UK GDP contraction to slow as stocks drag ends
While the fall in GDP in the fourth quarter has been revised from 1.5% to 1.6%, the expenditure breakdown is less negative than last month. On the new figures, the stocks cycle accounts for the entire decline in GDP last quarter. GDP excluding stocks actually rose by 0.1%, with falls in consumer spending and investment offset by higher government consumption and stronger net exports.
The big drag from stocks suggests the decline in GDP peaked last quarter. Destocking amounted to 1.3% of constant-price GDP – the largest since the fourth quarter of 1990. This was two quarters into the last recession, when GDP was 70% through its peak-to-trough decline. GDP weakness over coming quarters will be driven by investment and consumer spending.
Other notable features of the data released today include:
- GDP fell by 2.0% in the year to the fourth quarter but gross national income (GNI), which includes net income from abroad, plunged by an estimated 4.0% – the biggest annual fall since 1980. (Constant-price GNI is calculated by deflating current-price GNI using the GDP deflator.)
- The household saving ratio surged to 4.8% in the fourth quarter, the highest since the first quarter of 2006 and up from a low of -1.2% in the first quarter of last year.
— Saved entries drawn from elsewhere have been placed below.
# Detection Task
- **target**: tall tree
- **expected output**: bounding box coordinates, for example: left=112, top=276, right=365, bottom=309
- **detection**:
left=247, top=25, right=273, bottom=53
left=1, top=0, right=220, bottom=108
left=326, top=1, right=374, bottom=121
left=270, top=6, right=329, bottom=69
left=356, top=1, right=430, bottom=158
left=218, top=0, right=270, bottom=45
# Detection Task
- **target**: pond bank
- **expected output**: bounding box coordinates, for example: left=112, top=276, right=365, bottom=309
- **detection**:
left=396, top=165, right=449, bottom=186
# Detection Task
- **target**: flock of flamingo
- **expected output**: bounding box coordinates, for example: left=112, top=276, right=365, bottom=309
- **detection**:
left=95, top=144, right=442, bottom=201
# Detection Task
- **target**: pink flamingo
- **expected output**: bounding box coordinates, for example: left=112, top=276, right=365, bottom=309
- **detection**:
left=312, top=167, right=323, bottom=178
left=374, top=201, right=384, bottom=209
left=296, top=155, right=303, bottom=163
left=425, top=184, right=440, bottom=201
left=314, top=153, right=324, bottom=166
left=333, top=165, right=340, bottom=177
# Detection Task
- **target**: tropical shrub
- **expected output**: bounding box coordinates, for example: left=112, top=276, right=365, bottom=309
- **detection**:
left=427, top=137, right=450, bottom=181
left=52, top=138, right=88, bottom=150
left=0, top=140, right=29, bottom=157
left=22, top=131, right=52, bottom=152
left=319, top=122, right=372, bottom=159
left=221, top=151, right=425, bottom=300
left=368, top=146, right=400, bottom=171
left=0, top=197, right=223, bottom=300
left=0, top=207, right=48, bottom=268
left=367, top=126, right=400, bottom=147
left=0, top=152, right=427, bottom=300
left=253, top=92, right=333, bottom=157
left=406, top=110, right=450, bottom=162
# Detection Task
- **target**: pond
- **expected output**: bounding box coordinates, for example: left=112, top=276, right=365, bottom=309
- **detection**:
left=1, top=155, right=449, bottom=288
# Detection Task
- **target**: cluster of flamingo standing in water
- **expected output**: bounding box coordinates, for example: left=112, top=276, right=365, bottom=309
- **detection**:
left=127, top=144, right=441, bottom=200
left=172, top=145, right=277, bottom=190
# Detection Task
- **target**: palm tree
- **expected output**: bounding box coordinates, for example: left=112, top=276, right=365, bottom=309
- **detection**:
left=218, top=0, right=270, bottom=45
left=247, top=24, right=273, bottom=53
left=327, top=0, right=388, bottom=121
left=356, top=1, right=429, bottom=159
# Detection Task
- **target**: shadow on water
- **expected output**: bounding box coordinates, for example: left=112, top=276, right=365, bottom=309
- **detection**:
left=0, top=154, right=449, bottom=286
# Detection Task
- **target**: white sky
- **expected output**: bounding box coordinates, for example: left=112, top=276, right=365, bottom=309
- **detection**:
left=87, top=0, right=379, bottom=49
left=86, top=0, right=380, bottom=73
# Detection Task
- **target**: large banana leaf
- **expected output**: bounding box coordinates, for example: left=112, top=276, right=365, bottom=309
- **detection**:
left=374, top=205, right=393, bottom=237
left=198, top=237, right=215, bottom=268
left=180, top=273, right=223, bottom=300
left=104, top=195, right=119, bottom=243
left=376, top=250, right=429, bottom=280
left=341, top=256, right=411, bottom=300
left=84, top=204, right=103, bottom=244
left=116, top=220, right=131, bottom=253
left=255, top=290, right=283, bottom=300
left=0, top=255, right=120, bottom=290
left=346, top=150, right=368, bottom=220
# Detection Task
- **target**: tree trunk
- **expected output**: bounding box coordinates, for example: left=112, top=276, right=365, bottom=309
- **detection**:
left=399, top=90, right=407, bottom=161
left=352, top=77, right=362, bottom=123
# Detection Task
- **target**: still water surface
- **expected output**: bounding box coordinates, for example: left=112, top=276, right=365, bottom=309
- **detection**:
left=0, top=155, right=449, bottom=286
The ratio is likely to rise further – it has averaged 6.8% since 1985 – but the significant adjustment to date reduces downside risks to consumer spending.
- The figures do not support deflation claims. The price deflator for gross value added – which excludes the impact of the VAT cut – rose by 1.2% from the third quarter to stand 3.3% higher than a year before.
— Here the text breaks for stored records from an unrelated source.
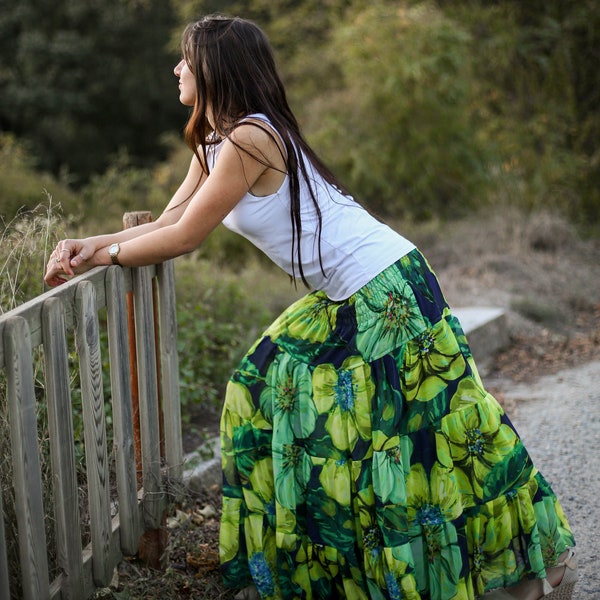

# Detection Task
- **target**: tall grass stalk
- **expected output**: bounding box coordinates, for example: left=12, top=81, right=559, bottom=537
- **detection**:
left=0, top=193, right=68, bottom=313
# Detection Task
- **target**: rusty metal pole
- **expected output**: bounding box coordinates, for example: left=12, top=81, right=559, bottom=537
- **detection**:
left=122, top=211, right=150, bottom=485
left=122, top=211, right=167, bottom=569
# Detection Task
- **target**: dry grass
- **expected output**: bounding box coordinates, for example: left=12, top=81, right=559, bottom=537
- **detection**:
left=0, top=197, right=60, bottom=313
left=405, top=207, right=600, bottom=339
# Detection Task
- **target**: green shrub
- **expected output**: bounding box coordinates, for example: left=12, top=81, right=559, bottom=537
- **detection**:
left=80, top=150, right=173, bottom=234
left=307, top=2, right=490, bottom=220
left=175, top=258, right=272, bottom=420
left=174, top=255, right=303, bottom=421
left=0, top=133, right=79, bottom=222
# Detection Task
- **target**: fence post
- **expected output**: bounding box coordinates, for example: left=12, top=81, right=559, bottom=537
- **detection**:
left=157, top=260, right=183, bottom=482
left=4, top=317, right=50, bottom=599
left=122, top=211, right=167, bottom=569
left=122, top=212, right=150, bottom=483
left=0, top=488, right=9, bottom=600
left=105, top=266, right=142, bottom=556
left=42, top=297, right=85, bottom=598
left=75, top=281, right=113, bottom=586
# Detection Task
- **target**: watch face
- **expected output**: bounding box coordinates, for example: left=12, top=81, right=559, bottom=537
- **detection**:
left=109, top=243, right=120, bottom=264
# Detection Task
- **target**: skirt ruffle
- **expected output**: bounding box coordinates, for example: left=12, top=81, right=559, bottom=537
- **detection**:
left=219, top=249, right=575, bottom=599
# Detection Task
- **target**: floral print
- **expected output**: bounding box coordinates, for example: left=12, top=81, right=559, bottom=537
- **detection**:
left=436, top=394, right=533, bottom=507
left=220, top=249, right=575, bottom=599
left=249, top=551, right=276, bottom=597
left=313, top=357, right=374, bottom=453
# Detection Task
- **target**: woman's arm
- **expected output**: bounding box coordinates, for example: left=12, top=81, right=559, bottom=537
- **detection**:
left=44, top=152, right=206, bottom=285
left=45, top=124, right=278, bottom=284
left=98, top=126, right=273, bottom=266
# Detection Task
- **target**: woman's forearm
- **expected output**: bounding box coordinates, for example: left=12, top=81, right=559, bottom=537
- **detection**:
left=85, top=219, right=162, bottom=249
left=90, top=221, right=199, bottom=268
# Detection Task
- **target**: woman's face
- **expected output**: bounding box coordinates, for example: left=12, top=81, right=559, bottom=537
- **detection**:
left=174, top=59, right=196, bottom=107
left=174, top=57, right=216, bottom=128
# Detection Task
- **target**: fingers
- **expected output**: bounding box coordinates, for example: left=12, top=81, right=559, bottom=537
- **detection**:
left=52, top=242, right=77, bottom=276
left=45, top=274, right=68, bottom=287
left=46, top=252, right=62, bottom=273
left=45, top=243, right=74, bottom=285
left=69, top=251, right=87, bottom=269
left=45, top=240, right=93, bottom=286
left=44, top=254, right=65, bottom=286
left=44, top=262, right=67, bottom=287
- Private financial corporations’ operating surplus surged 36%, or £5.1 billion, last quarter, apparently reflecting a rise in banks’ net interest receipts. As explained in a previous post, the operating profits – not reported earnings – of the Lloyds Banking Group and the Royal Bank of Scotland will be counted as public sector income from October last year, reducing public net borrowing. (The reclassification has yet to be reflected in public finances data.)
- The current account deficit was just 1.7% of GDP in 2008 – inconsistent with claims that sterling was “grossly overvalued” before its recent plunge.